The 21-year-old has pleaded not guilty to the federal charges. It's unclear whether he has entered a plea to the state charges, though a trial would not likely be necessary if he had pleaded guilty.
His attorney, Denise Lunsford, did not return an email seeking comment. Fields is being held without bail in the Albemarle/Charlottesville Regional Jail.
Jury selection 'most complicated,' judge says
Attorneys completed their questioning of prospective jurors on Wednesday. A panel of 16 jurors -- including four alternates -- was seated when court resumed Thursday morning.
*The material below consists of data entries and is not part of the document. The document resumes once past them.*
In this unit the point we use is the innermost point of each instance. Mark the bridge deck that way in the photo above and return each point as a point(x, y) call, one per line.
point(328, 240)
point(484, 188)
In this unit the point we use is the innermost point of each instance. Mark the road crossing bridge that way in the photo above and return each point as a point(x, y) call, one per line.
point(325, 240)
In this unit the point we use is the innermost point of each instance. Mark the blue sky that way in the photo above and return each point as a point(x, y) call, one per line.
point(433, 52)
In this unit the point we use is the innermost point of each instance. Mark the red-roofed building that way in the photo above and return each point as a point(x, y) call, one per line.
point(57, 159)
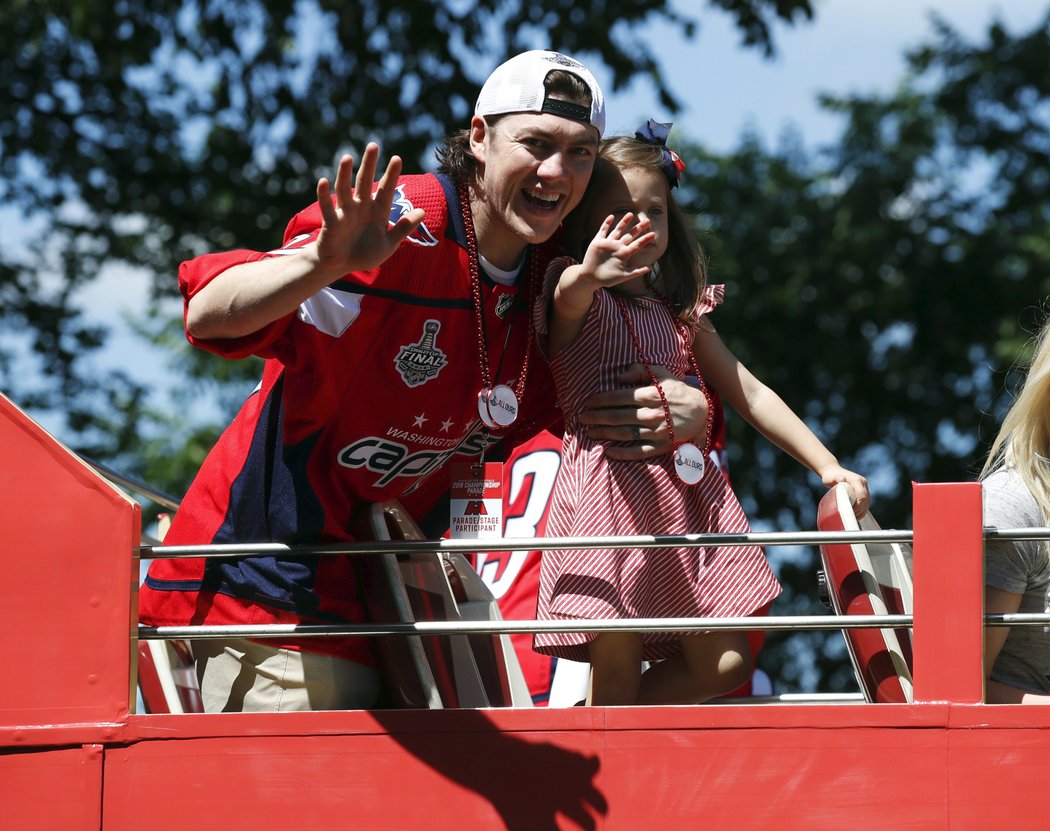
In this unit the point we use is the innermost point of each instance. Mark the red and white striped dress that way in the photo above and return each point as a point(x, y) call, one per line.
point(597, 496)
The jury is made up of nine women and seven men, one of whom is black. The rest of the jury is white.
Moore called it "the most complicated jury selection" he has participated in over 37 years as an attorney and six as a judge.
He acknowledged Wednesday that someone is conducting robocalls related to the case and warned prospective jurors to hang up if they receive one.
Moore previously denied Fields' defense team's request to move the trial out of Charlottesville, according to CNN affiliate WVIR. Fields' lawyers argued that the community is too connected to Heyer's death and other violence from the Unite the Right rally to provide a pool of objective jurors.
"Despite careful (jury selection)," Fields' defense team argued in a motion, "potential jurors' resilience in their attempts to move forward may easily develop into prejudice against Fields, a prejudice that will be unlikely recognized by those affected and difficult, if not impossible, to ferret out."
The prosecution rebutted that pretrial publicity is no reason to change the venue.
The trial is expected to bring intense interest. In anticipation, Moore has established several rules and made arrangements to accommodate reporters and the public. He also has banned bags, signs and electronic devices from the courthouse.